Funding to the latter has fallen year on year, from £2,304,267 in 2009 to £1,893,749 four years later. While the agency has recently downsized its accommodation, a real issue that it must face is whether its modest and problematic contribution to Scots justifies its staff complement (wags might say "its existence").
Meanwhile, from a 2009 level of £21,026, the annual subvention to An tUltach has similarly fallen each year, so that in 2013 it stood at a mere £16,554. When funding ceases on 1 July 2014, the magazine may well be forced to close.
Given the comparatively tiny sum involved, one really must question the logic behind the move. An tUltach was set up in order to provide a forum for speakers of Ulster Irish, who remain ill-served by Southern Irish-language media, despite the Donegal Gaeltacht, in contemporary terms, being the largest by territory and second-largest by population (there are considerably more native speakers of the Ulster dialect than of that of Munster). That foundational argument therefore still holds.
Moreover, at 90 years old, it is a relatively venerable publication, being able to look back on an impressive literary history that is, for some, no doubt interwoven with the cultural case for the language itself.
More to the point, An tUltach is also actually worth picking up and reading, something that could not always be said of Conradh na Gaeilge's Southern magazine Feasta (a comparative youth founded in 1948), which far too often reproduces verbatim transcripts of speeches at book launches and barely edited official press releases.
It seems to the Blether Region that An tUltach's measly stipend could easily be scraped up elsewhere, perhaps by taking a harder look at the expenses claims of Foras na Gaeilge board members or by delaying (even slightly) the replacement of staff members who have left.
It would certainly be an occasion of considerable shame for the magazine to disappear at a time when there is a Sinn Féin Minister of Culture, Arts and Leisure in the North.

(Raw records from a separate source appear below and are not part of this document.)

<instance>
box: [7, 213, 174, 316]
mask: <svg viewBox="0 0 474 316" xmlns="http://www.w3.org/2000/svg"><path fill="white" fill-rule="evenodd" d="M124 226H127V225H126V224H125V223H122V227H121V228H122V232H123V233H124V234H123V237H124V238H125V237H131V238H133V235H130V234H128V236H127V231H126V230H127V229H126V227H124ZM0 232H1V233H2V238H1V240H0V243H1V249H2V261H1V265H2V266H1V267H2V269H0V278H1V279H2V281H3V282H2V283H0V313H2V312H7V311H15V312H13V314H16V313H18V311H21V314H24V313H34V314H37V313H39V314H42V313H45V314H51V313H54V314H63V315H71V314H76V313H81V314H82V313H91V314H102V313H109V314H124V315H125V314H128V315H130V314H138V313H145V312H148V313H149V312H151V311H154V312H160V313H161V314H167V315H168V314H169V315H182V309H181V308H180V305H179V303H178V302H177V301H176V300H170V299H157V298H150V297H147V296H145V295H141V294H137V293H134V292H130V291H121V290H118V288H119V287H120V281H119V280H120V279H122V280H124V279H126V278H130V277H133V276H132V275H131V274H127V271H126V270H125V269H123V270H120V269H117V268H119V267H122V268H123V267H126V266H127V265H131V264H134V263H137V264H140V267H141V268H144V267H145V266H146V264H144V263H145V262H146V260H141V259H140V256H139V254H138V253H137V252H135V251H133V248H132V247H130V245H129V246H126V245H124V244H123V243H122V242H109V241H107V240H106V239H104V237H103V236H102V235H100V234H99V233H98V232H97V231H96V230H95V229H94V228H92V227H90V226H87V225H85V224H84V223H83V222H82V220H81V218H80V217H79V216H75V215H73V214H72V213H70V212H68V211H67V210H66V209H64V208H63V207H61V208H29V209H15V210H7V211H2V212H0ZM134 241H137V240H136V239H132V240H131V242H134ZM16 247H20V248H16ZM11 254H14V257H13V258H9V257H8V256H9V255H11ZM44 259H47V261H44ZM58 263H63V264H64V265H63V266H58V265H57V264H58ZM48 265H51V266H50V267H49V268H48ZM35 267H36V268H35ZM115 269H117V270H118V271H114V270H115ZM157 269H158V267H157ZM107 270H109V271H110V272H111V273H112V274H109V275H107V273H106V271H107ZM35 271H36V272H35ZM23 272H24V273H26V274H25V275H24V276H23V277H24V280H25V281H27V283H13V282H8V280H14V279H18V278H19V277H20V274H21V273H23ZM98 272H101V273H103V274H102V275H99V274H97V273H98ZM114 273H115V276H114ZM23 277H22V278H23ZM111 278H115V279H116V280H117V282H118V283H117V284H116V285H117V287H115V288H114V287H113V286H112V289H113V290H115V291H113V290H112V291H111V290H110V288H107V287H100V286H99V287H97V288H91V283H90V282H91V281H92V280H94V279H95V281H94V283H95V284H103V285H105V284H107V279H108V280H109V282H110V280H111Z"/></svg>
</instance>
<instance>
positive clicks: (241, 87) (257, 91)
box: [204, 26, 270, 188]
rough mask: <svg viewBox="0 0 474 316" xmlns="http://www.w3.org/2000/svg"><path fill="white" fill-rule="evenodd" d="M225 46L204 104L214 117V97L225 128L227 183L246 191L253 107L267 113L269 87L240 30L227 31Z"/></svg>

Thus far, Carál Ní Chuilín's actions with regard to the future of the language have been dubious and disruptive, akin to some mercurial dictator bulldozing an ancient city in order to build a gleaming new capital — but with no guarantee that it will in any way equal the old.
Allowing something as precious as An tUltach to die on her watch really would prove that she has her head in the clouds.